The situation came to a head in May when Eichel told reporters during an end-of-season media availability that he was questioning his future in Buffalo because of what he called a “disconnect” with the organization. A 12-week period of conservative treatment passed in late May, but neither side has changed its mind.
Last month, Dr. Chad J. Prusmack, a Denver-based surgeon who examined Eichel and recommended artificial disk replacement, went on Sportsnet’s 31 Thoughts podcast to describe the benefits of the procedure and why there are significant drawbacks with fusion, specifically a 25% chance that Eichel would need another surgery after 10 years and future surgeries later in life. Additionally, an artificial replacement would require a six- to eight-week recovery, compared to six months for fusion.
It's been the talk of the NHL, as reporters, podcasters and fans in markets across North America have discussed where Eichel could play in 2021-22 and what it would cost to acquire him from Buffalo.
The Rangers have been linked to Eichel for almost a year, as they were the club that reportedly expressed interest in acquiring him ahead of the 2020-21 season.
When Mead and Kaplan were plotting how to celebrate their podcasting milestone, the latter’s initial idea was to sign students from their alma mater, Marist College in Poughkeepsie, to Name, Image and Likeness contracts to promote the podcast. Mead and Kaplan, both 32 years old, graduated from the private liberal arts college in 2011.

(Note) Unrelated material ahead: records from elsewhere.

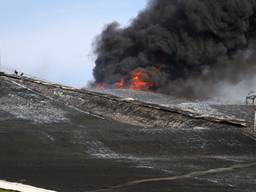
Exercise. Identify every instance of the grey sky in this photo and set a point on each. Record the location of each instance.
(52, 39)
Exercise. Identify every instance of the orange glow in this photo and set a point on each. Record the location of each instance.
(139, 80)
(101, 86)
(119, 84)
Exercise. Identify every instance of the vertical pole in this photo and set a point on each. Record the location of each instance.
(254, 128)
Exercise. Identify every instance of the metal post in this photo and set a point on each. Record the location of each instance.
(254, 128)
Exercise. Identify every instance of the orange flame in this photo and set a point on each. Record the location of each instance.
(101, 86)
(139, 82)
(119, 84)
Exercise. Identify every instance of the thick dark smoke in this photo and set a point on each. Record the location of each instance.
(196, 44)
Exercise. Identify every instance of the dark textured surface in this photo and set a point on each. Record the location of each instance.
(47, 144)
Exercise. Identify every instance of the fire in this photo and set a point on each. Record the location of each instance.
(101, 86)
(119, 84)
(139, 80)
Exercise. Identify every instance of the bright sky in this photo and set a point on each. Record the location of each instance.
(52, 39)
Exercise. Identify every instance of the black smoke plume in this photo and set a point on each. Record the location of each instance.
(195, 43)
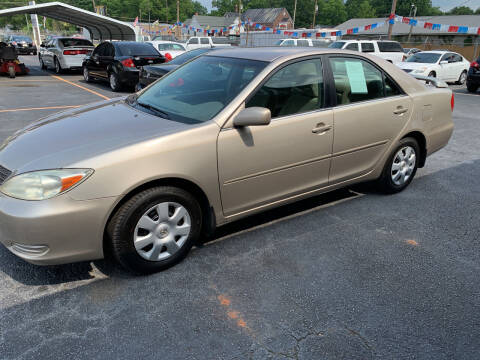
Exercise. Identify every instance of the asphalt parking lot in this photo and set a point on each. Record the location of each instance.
(348, 275)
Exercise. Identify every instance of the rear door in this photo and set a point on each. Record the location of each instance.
(370, 111)
(259, 165)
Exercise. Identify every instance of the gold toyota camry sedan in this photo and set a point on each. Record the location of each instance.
(226, 135)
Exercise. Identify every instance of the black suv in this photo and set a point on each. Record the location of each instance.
(119, 62)
(473, 78)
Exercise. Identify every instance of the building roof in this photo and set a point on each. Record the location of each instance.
(264, 16)
(403, 29)
(100, 27)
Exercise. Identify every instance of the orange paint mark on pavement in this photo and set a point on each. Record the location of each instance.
(42, 108)
(223, 300)
(81, 87)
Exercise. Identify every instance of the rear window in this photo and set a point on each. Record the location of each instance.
(337, 45)
(389, 46)
(135, 49)
(75, 42)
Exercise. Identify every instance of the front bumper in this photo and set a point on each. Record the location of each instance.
(55, 231)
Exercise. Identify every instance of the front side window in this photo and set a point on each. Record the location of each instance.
(295, 89)
(352, 46)
(356, 80)
(368, 47)
(200, 89)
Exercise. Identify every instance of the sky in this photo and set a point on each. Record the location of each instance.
(443, 4)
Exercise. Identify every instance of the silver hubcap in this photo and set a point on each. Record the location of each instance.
(162, 231)
(403, 165)
(113, 81)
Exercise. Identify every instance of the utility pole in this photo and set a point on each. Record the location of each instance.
(390, 26)
(294, 13)
(411, 26)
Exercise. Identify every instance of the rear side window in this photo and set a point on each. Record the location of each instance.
(389, 46)
(135, 49)
(356, 80)
(352, 46)
(297, 88)
(368, 47)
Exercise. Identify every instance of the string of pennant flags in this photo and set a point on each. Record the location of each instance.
(313, 33)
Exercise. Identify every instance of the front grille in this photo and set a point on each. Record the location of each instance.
(4, 174)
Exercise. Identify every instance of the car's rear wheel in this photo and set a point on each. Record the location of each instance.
(471, 87)
(155, 229)
(58, 67)
(115, 84)
(462, 79)
(401, 167)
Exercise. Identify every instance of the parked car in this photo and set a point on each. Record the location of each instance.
(410, 51)
(226, 135)
(168, 49)
(196, 42)
(64, 53)
(391, 51)
(23, 44)
(151, 73)
(473, 78)
(444, 65)
(119, 62)
(304, 42)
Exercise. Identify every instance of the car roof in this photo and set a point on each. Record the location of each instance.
(268, 54)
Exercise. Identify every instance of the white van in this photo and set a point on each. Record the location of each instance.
(389, 50)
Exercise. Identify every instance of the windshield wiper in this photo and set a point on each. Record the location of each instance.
(154, 109)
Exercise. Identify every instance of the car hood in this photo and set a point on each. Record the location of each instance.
(412, 65)
(66, 138)
(160, 69)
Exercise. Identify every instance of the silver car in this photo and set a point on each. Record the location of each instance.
(64, 53)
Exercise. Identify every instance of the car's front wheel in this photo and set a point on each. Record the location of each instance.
(401, 167)
(155, 229)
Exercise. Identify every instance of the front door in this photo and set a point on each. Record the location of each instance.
(371, 110)
(259, 165)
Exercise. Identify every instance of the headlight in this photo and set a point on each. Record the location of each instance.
(44, 184)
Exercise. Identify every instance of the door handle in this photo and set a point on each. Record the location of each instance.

However, they quickly pivoted to an idea involving Eichel. After all, chatter about a possible trade has gone quiet in August. The Rangers fans quickly researched the idea last Wednesday, signed the contract less than 24 hours later, and waited 72 hours to see if it would be spoiled by a weekend trade.
“I probably would have needed to be institutionalized if he finally got traded before this dumb billboard went live,” joked Kaplan.

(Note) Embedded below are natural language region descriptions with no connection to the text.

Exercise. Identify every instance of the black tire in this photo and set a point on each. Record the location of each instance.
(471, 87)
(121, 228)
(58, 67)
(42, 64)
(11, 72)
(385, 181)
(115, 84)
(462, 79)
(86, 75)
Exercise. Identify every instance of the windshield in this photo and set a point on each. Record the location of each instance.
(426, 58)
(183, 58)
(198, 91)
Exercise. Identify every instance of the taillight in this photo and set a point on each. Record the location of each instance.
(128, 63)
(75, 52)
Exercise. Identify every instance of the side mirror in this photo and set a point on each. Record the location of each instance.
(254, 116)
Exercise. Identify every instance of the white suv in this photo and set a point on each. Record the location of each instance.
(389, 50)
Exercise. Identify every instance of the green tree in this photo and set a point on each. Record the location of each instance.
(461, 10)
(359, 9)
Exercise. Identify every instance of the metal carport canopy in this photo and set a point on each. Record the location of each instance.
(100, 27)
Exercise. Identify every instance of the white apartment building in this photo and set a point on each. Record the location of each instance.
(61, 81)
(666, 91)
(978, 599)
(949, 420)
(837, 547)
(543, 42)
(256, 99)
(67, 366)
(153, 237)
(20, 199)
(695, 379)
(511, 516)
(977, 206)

All along, General Manager Kevyn Adams has insisted that he and the Sabres control the process, and that Eichel won’t be traded unless it benefits Buffalo now and in the future. Eichel, who was drafted second overall in 2015, has five years remaining on a contract that carries a $10 million annual salary cap hit.
While Adams told reporters last month that he would have no issue with Eichel joining the team at training camp in September, it’s unlikely that the Sabres would want the distraction of a disgruntled player ahead of a season in which the club’s young core is expected to take the reins of the franchise.

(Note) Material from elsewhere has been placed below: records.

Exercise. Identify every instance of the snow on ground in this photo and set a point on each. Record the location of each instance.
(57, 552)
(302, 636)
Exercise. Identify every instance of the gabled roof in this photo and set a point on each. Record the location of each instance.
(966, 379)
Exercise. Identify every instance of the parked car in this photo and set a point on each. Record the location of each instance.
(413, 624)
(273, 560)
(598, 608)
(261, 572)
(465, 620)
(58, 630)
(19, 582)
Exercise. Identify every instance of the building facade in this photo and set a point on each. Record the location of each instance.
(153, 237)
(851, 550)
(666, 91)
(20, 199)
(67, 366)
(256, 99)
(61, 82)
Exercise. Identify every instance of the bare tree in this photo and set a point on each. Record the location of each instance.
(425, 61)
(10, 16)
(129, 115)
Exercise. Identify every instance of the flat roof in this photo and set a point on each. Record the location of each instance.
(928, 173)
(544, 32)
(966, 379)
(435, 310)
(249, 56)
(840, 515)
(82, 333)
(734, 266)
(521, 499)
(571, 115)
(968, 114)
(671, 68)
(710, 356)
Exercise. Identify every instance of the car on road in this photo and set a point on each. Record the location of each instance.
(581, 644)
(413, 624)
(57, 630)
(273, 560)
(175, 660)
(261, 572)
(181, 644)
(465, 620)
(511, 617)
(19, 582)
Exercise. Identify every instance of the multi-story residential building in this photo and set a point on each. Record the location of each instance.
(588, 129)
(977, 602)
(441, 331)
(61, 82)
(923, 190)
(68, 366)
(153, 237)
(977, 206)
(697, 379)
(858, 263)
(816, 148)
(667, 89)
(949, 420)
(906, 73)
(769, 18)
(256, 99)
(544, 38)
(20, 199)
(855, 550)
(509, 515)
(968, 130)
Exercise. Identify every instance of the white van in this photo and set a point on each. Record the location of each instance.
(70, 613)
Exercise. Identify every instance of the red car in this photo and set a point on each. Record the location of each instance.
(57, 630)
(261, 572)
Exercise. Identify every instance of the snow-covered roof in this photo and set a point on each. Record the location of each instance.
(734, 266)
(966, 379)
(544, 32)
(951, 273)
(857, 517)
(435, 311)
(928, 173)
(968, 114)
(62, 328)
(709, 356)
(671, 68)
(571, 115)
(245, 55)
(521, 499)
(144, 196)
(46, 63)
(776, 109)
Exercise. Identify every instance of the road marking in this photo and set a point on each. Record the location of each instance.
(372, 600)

The Sabres don’t need to trade Eichel immediately, but he will gain control of the process if he’s with the club when his full no-movement clause kicks in next July. This would allow Eichel to have significant influence in where he’s traded to.
The podcasters’ nudge for Adams to trade Eichel also angered Sabres fans on social media. The organization’s frustrated fan base has grown tired of hearing people in other hockey markets suggest that Buffalo should not receive anything more than middle-tier prospects in any trade involving Eichel. Mead and Kaplan anticipated there would be backlash but they did not care.
The billboard had fans across the NHL talking about the stunt.
“The three of us are laughing at every single Sabres fan that’s calling it a waste of money because the whole point of the billboard is to get you talking about us and that’s exactly what you’re doing,” said Kaplan. “That’s called advertising and it’s wonderful. It’s just good fun. It’s sports. Life is so serious these days. There are so many bigger issues going on in the world.”